Con el aumento de casos por coronavirus en España, que siguen sumando contagios y muertes a pesar del estado de alarma decretado y las medidas restrictivas para evitar la expansión del virus, sigue siendo fundamental la higiene.

Tanto los cuidados y medidas de higiene personal para evitar el contagio del virus, como el cuidado de la limpieza doméstica son fundamentales en el periodo de confinamiento que comenzó el pasado sábado.

Así, junto con la limpieza habitual de superficies, ropa, interior de muebles y, sobre todo, de la cocina y del baño, hay que tener en cuenta la limpieza y desinfección de las toallas.

Las toallas constituyen un artículo imprescindible para el aseo personal, por lo que es necesario que estén en buenas condiciones de limpieza.

No cambiarlas con frecuencia, dejarlas expuestas a la humedad del baño o no lavarlas correctamente puede hacer que las toallas acumulen moho u otras bacterias que pueden causar malos olores o problemas en la piel.

Desde la web de Toallas Personalizadas, dedicados a la venta de estos productos, recomiendan el uso de peróxido de hidrógeno para lavar las toallas, sobre todo, para aquellas de color claro.

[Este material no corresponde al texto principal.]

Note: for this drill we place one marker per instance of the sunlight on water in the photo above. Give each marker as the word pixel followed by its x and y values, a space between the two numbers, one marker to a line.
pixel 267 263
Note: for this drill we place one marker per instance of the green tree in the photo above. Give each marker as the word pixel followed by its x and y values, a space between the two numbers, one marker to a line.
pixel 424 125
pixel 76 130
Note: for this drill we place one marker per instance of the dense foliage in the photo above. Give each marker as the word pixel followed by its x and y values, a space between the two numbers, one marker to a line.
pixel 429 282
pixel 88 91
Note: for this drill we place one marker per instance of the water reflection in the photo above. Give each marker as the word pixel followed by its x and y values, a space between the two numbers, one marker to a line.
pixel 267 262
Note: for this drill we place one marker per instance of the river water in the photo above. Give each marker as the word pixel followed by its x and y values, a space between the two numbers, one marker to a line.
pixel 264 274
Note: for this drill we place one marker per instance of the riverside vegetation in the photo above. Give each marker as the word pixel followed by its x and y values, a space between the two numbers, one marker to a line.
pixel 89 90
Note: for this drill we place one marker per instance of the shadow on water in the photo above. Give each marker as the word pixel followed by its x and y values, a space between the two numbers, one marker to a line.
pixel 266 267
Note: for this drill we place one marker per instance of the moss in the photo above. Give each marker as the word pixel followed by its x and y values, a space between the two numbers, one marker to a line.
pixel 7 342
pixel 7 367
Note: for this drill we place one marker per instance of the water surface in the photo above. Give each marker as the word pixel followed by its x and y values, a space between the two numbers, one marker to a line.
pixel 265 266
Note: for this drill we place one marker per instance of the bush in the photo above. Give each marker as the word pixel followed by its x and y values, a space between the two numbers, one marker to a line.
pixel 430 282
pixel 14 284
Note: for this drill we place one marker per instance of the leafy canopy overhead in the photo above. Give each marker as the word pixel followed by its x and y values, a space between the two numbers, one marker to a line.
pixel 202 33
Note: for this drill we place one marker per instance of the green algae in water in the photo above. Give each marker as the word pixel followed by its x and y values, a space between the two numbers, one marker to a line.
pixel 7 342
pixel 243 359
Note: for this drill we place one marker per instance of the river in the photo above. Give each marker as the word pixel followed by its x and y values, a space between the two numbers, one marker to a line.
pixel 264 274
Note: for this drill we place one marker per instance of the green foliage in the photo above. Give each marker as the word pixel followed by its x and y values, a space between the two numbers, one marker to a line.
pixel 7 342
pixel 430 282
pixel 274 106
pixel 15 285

Para aquellas que sean de color oscuro, es mejor utilizar vinagre blanco destilado. Estas dos opciones son caseras y evitan el uso de la lejía, que es más contaminante.

También recomiendan para la desinfección de las toallas en la lavadora, añadir aceite o semilla de pomelo, que ayudan en enfermedades infecciosas. También sirven como desinfectantes aquellos productos de limpieza que contengan aceite de pino.

En la web de Mejor con salud explican la forma de que las toallas queden desinfectadas, suaves y libres de malos olores, empleando para ello bicarbonato de sodio y vinagre blanco.

Para ello, indican que hay que meter las toallas a la lavadora, añadir agua caliente y echar el vinagre. Una vez haya concluido el lavado, se dejan las toallas en la lavadora y se vuelve a repetir el proceso pero añadiendo el bicarbonato. Al final el proceso, se dejarán secar las toallas.

De este modo, las toallas, que también es necesario cambiarlas con regularidad, estarán siempre como nuevas y se evitarán las infecciones, los problemas en la piel y la acumulación de bacterias o moho que producen malos olores.